Jon Haaven of Alexandria is pictured with his wife of 67 years, Bonnie, while they were in Arizona last year. (Contributed)
Jon Haaven of Alexandria is pictured with his wife of 67 years, Bonnie, while they were in Arizona last year. (Contributed)

It was a day or two later, he says, that his depression began to lift and he was finally back on the road to recovery.

On Jan. 28, Haaven, a self-proclaimed private man, sent out an email to his family and friends saying that "the worst is over. I feel good, eating well ... I do have oxygen available in the house and if I get too active, and the level happens to drop below 90, I’ll use it.."

In the email, he continued:

“COVID-19 is an insidious disease and I can relate to the alarming percentage of older patients who just don’t survive. Interestingly, in my case, it wasn’t just knowing you had the virus, but also quite aware that you are among the high risk people who had little chance of survival.

“I fell into rather deep depression and just wanted to go to sleep and not wake up. I remember being disappointed and truly frustrated when I kept doing so. But I wanted to send my love to Bonnie, the girls and all before slipping away permanently so I occupied my awake time writing my farewell using my phone’s email. After several days I finished writing, but did not ‘send.’

“Every wakeup for the next several days, the first option I had was to send the email. All I had to do was push the button. What kept me from doing so? I was lucky. Unlike the others in my situation, I had the family with me 24-7.

“Bonnie tested positive for the virus right in the middle of all this ... Bonnie never did get sick, however, and she quickly resumed all of her activities.

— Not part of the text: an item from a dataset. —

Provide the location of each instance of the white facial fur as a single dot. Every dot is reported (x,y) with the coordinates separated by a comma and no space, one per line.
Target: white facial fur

She was back, strong as ever.

“My family was an important and positive influence in my struggle to combat my depression. Eventually, my morbid thoughts of ‘all I want to do is fall asleep and not wake up’ faded away. I didn’t overcome and defeat my depression on my own. I remember being so thankful that I never did hit the ‘send’ button. Had I done so I know I would have fallen asleep for the last time."

Now, Haaven is nearly back to normal and said that he has no lingering signs of depression.

He hasn’t been outside his home since mid-December, despite having just bought a new vehicle. He said he is looking forward to driving it one day.

Haaven also said he doesn’t know how he contracted the virus. It could have been from family members who had mild cases of COVID-19. When it became essential, he said he was a “fervent mask-wearer and did all the right things.”

If there is a lesson to be learned from his experience, he said, it’s that COVID-19 is beatable, even in the mental capacity that he dealt with.

“Just don’t give up, as I wanted to do,” he said. “I kept thinking tomorrow may be a better day. And it was!”